# 900 Round



## SRR (Feb 8, 2009)

Thinking about shooting a 900 next month, have never shot one...Always 3d and spots.

What is the distance a 900 round is shot at and what class would i be in, shooting a lens and single pin adjustable sight.

Thanks for the help.


----------



## FV Chuck (Dec 11, 2004)

Depends on who's running it? Indoor round, outdoor round, NFAA or whatever...

You should probably check with the event organizers to get your answers. They would be the ones making the rules... Not us.

Good luck and good shooting.


----------



## Stubby'smom (Mar 20, 2010)

I'm guesing you are talking about a outdoor round shot at 40, 50 and 60 yards. 30 arrows at each distance. It's a ton of fun, go for it! You would most likely be in a freestyle class.


----------



## SRR (Feb 8, 2009)

Stubby'smom said:


> I'm guesing you are talking about a outdoor round shot at 40, 50 and 60 yards. 30 arrows at each distance. It's a ton of fun, go for it! You would most likely be in a freestyle class.

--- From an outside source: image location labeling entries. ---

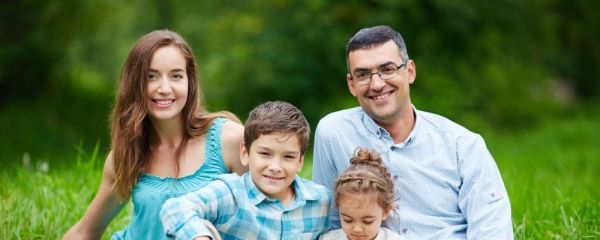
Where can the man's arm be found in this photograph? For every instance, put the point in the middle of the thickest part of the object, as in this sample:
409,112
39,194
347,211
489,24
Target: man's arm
324,171
183,217
482,197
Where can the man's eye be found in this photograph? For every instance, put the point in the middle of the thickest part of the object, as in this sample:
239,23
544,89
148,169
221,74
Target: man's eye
362,74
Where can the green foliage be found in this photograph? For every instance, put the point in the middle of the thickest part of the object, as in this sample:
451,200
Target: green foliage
41,201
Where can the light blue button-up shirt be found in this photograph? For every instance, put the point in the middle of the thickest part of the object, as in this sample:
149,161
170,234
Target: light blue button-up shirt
239,210
447,183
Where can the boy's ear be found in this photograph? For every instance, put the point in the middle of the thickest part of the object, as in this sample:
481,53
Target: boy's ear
243,154
301,163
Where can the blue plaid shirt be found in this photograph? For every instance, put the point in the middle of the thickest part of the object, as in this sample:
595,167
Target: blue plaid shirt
239,210
448,184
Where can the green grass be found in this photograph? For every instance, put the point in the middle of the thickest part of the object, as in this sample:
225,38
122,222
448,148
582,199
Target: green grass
550,173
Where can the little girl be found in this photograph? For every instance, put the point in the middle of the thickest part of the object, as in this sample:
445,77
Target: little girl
364,195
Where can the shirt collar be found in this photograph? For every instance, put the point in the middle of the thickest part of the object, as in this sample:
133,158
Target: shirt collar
301,192
380,132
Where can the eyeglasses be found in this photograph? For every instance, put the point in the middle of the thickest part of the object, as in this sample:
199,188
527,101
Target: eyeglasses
385,72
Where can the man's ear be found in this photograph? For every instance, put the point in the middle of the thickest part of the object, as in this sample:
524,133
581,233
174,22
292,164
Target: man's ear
244,154
412,71
350,86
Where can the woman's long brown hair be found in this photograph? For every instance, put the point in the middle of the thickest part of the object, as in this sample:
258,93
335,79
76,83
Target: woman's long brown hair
129,122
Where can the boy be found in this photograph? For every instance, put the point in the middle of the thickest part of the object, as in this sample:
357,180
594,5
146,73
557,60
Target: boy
268,202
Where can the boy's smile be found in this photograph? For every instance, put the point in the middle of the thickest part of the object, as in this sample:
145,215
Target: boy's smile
274,160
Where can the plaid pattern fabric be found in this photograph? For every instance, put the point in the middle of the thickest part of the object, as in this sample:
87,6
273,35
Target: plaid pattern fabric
237,208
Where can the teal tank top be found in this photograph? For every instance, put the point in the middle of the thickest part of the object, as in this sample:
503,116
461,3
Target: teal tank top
151,191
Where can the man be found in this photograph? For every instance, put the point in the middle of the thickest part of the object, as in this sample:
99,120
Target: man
447,183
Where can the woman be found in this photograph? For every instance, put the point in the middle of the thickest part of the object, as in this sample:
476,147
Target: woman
164,143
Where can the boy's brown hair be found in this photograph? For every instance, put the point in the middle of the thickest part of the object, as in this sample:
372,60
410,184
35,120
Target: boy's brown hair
276,116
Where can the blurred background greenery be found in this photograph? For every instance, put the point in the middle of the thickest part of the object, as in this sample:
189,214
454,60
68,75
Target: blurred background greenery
505,65
525,74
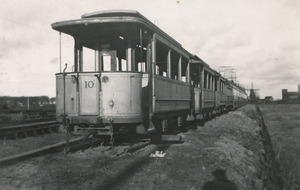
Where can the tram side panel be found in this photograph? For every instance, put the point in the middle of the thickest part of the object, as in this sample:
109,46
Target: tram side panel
172,98
67,100
121,97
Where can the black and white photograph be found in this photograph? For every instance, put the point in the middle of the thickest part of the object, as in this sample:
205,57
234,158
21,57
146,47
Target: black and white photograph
149,95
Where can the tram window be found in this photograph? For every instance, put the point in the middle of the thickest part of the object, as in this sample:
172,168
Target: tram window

Yes Ma'am I am, does anyone know what size the target faces are at the different yardages..Contacted the nfaa several times with no luck getting my ? answered, cannot find the rules on they're web site. Any help appreciated.


----------



## rock monkey (Dec 28, 2002)

page 57 of the Constitution and By-Laws


----------



## SRR (Feb 8, 2009)

rock monkey said:


> page 57 of the Constitution and By-Laws


Thanks, Where can i find the constitution and by-laws at. Looked on the NFAA site and could not find anything about rules.


----------



## rock monkey (Dec 28, 2002)

http://fieldarchery.com/about/documents.cfm


----------



## SRR (Feb 8, 2009)

Thanks!


----------